Nobody?  Well, would it surprise you to learn that once you license a work through the CC 3.0 license you have given someone the right to use the work perpetually (i.e. forever).

<crickets>

Or how about that you give someone the right to adapt (i.e. make a derivative work) your work forever.

<still nothing>

Sure, the license is technically for non-commercial purposes, but really that is a technicality.  The contract provides that a licensee may not use the works “in any manner that is primarily intended for or directed toward commercial advantage or private monetary compensation.”  Who sets out to make a documentary for commercial advantage or private monetary compensation?  Or choreographs a ballet for the money?  Writes poetry?  Maintains a blog?

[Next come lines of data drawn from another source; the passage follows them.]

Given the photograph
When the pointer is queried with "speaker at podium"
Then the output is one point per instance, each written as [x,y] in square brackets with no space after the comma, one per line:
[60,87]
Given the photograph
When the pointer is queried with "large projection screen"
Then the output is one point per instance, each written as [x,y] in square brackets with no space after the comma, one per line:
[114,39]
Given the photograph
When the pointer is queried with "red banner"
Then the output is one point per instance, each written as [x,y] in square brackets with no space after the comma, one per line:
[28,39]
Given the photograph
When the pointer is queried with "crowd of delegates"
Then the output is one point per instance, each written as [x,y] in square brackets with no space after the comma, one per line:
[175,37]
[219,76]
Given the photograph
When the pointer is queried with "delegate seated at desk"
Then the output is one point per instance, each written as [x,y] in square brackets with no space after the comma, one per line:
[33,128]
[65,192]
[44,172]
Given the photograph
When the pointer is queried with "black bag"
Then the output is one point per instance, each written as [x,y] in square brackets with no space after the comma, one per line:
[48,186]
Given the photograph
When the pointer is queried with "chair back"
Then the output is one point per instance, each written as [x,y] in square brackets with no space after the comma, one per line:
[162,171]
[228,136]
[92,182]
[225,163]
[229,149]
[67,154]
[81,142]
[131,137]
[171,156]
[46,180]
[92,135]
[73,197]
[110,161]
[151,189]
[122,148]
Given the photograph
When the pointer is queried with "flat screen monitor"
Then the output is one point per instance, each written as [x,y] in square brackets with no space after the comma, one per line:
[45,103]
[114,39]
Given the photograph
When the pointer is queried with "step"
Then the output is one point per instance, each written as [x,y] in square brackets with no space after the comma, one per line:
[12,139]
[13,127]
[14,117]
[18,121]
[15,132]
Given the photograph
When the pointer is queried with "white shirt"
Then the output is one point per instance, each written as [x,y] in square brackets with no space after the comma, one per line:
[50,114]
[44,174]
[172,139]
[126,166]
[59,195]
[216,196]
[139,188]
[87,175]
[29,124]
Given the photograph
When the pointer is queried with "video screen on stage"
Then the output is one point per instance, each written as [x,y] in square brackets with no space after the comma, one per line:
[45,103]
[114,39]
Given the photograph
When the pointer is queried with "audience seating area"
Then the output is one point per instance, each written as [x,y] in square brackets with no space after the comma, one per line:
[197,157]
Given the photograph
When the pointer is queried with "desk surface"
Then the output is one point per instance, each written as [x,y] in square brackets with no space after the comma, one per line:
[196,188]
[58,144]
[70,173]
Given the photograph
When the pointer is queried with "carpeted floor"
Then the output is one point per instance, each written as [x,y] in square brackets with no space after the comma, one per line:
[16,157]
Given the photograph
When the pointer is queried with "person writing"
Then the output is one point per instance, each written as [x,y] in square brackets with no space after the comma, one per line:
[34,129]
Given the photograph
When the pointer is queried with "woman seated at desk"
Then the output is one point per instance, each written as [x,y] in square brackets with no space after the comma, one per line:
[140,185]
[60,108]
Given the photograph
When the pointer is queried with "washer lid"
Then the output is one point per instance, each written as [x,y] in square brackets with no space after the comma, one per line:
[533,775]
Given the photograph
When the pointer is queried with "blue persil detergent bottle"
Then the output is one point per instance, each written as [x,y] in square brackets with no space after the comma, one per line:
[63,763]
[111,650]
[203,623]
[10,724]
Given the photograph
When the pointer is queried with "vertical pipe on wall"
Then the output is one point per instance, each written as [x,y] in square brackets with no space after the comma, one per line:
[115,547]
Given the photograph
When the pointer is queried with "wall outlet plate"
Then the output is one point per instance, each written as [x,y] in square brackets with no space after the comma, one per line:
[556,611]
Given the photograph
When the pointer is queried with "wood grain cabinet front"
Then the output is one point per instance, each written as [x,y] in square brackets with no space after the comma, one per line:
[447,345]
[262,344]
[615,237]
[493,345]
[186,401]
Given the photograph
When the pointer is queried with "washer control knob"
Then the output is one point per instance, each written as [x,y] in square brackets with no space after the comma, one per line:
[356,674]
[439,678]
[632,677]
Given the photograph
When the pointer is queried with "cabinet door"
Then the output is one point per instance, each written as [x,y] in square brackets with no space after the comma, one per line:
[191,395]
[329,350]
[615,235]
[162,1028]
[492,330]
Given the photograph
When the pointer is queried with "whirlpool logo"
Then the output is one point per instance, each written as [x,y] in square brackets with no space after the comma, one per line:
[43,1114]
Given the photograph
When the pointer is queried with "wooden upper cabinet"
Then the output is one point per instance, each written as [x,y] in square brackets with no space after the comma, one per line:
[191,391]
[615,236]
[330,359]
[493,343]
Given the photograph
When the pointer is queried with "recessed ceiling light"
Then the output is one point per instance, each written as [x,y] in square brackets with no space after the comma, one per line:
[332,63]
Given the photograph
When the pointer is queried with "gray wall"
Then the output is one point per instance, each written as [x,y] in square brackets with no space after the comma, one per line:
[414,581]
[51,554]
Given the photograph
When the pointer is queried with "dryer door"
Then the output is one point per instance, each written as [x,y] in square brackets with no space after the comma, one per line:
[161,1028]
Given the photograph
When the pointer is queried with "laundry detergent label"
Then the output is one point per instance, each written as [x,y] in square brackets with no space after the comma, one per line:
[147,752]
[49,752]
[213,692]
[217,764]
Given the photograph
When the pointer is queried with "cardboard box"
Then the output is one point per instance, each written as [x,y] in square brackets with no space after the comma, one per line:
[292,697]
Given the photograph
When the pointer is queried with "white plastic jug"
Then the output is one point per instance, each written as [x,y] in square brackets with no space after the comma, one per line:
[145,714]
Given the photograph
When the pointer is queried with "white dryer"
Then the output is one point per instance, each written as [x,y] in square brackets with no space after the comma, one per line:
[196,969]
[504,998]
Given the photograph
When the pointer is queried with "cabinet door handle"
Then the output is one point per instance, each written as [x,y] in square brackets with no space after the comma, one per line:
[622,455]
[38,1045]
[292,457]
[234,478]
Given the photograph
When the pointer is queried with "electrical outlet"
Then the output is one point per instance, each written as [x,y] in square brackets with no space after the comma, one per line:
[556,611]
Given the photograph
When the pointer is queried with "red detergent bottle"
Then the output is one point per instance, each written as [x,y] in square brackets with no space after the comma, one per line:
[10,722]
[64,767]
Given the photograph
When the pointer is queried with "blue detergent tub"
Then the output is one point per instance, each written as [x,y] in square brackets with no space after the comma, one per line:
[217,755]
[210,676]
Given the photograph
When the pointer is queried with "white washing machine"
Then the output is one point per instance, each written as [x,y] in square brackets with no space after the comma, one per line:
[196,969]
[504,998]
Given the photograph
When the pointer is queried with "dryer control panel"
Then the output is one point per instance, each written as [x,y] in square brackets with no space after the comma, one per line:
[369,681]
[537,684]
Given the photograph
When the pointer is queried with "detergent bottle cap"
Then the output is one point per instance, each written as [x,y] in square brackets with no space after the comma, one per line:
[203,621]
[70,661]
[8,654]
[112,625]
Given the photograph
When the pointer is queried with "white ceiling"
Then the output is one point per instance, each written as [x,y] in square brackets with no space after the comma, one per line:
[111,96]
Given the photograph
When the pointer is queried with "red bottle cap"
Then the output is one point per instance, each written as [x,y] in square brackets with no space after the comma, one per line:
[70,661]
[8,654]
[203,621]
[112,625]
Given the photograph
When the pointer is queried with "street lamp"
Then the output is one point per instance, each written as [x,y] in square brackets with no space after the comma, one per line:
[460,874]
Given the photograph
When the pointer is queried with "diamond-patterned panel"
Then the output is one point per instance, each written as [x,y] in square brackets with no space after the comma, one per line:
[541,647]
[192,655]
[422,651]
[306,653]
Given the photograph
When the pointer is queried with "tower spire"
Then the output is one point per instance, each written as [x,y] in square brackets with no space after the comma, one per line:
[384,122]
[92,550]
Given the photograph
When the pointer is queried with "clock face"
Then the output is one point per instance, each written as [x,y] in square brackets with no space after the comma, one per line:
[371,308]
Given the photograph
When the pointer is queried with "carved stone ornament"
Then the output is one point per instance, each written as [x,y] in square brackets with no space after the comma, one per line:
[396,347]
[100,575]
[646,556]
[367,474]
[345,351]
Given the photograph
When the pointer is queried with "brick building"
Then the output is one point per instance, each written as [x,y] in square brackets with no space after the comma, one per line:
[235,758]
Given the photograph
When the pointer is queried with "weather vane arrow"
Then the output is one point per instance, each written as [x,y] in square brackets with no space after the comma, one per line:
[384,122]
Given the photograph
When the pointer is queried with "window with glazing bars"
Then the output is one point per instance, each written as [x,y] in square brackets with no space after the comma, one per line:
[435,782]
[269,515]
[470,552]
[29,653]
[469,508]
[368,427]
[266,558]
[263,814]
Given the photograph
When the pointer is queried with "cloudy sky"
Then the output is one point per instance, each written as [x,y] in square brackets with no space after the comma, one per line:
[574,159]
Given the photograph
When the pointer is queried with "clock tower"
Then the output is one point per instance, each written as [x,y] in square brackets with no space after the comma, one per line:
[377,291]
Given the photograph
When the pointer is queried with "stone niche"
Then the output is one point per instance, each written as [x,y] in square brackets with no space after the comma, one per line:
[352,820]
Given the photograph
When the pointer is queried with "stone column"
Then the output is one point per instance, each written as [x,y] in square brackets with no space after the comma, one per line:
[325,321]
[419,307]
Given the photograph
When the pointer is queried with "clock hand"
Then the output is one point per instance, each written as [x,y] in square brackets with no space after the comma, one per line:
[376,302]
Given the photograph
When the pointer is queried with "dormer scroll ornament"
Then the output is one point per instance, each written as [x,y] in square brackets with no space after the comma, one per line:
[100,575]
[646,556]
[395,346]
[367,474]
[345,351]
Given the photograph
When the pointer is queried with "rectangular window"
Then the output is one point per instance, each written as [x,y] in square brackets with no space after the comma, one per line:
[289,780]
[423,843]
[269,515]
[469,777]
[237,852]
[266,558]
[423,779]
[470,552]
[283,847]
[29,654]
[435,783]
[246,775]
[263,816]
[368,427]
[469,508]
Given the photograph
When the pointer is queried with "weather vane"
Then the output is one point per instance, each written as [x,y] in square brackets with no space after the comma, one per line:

In all seriousness, those who use Creative Commons branded licenses should take great care to really understand the impact, both short term and long term, that using the license might have on their career or their works.  More importantly, even though Creative Commons refers to the full document as “Lawyer Readable Legal Code,” like any other contract you should read and understand it before signing it.

Especially since like most contracts, there is a strong likelihood that if you end up litigating a Creative Commons brand license in the United States it will be enforced.   Recently, a federal court of appeals upheld the “Artistic License,” a form of open source license, that the developer of a software for model trains had used to distribute the program.  (Jacobsen v. Katzer)

In Jacobsen v. Katzer, a collective of computer programers who happen to be model train enthusiasts had created an application that they licensed through the Java Model Railroad Interface (”JMRI”) under the Artistic License.  Katzer allegedly incorporated elements of the JMRI program into its competing software application without complying with the terms of the Artistic License.  In addition to claiming copyright infringement due to the breach of the license, Jacobsen and JMRI sought to invalidate a patent Katzer had obtained on elements of the underlying software.  Initially the lower court held that the issue in Jacobsen v. Katzer was one of breach of contract, not infringement of copyright.

However, on appeal the court held that where the use of a copyright protected work falls outside the terms of a license infringement has occurred.  Applying standard contract theory, the Judge held that the license grant in the Artistic License was limited in scope, that the terms of the license served as conditions to the grant and that those conditions are “vital to enable the copyright holder to retain the ability to benefit from the work of downstream users.”

Significantly, however, is that Jacobsen v. Kertzer joins a long line of cases where courts enforce contracts.  Technically the court has declared that the Artistic License is an enforceable agreement.  Breaching it as it relates to the underlying copyright results in copyright infringement because the use is outside of the grant of the license.

But if the license grant is as broad as those included in many of the Creative Commons branded agreements, it might be hard to find a use that falls outside the grant to support a copyright infringement claim.   So when you opt for the convenience of a Creative Commons branded license agreement it is important to take the time to read and comprehend what the contract really means, both for the present and the future.

2 Responses to “Creative Commons, contracts and copyright…”

  1. george Says:

    Yes, this is why people choose creative commons, so that others can use it freely.

  2. Nancy Prager Says:

    George,

    Thank you for posting. Of course some people use Creative Commons branded licenses to allow others to use their works on a gratis basis. However, the Creative Commons 3.0 license to which I refer may have implications beyond those a user may expect if they do not read the actual license and only rely on the short hand form (pictograph).

    Additionally, the license inadequately addresses, in my opinion, the concept of commercialization. A documentary filmmaker could easily claim that her film is not commercial, but then shop for distribution which is commercial in nature.